Objectives: Lupus nephritis (LN) is a frequent complication of systemic lupus erythematosus (SLE). Severe (proliferative) forms of LN are treated with induction immunosuppressive therapy (IST), followed by maintenance IST, to target remission and avoid relapses. The optimal duration of maintenance IST is unknown. The WIN-Lupus trial tested whether IST discontinuation after 2‒3 years was non-inferior to IST continuation for two more years in proliferative LN.

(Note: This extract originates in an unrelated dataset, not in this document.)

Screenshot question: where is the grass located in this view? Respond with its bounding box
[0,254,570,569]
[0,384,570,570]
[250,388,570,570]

Methods: WIN-Lupus was an investigator-initiated multicentre randomised controlled trial. Patients receiving maintenance IST with azathioprine or mycophenolate mofetil for 2-3 years, and hydroxychloroquine, were randomised (1:1) into two groups: (1) IST continuation and (2) IST discontinuation. The primary endpoint was the relapse rate of proliferative LN at 24 months. Main secondary endpoints were the rate of severe SLE flares, survival without renal relapse or severe flare, adverse events.

Results: Between 2011 and 2016, 96 patients (out of 200 planned) were randomised in WIN-Lupus: IST continuation group (n=48), IST discontinuation group (n=48). Relapse of proliferative LN occurred in 5/40 (12.5%) patients with IST continuation and in 12/44 (27.3%) patients with IST discontinuation (difference 14.8% (95% CI -1.9 to 31.5)). Non-inferiority was not demonstrated for relapse rate; time to relapse did not differ between the groups. Severe SLE flares (renal or extrarenal) were less frequent in patients with IST continuation (5/40 vs 14/44 patients; p=0.035). Adverse events did not differ between the groups.

Conclusions: Non-inferiority of maintenance IST discontinuation after 2‒3 years was not demonstrated for renal relapse. IST discontinuation was associated with a higher risk of severe SLE flares.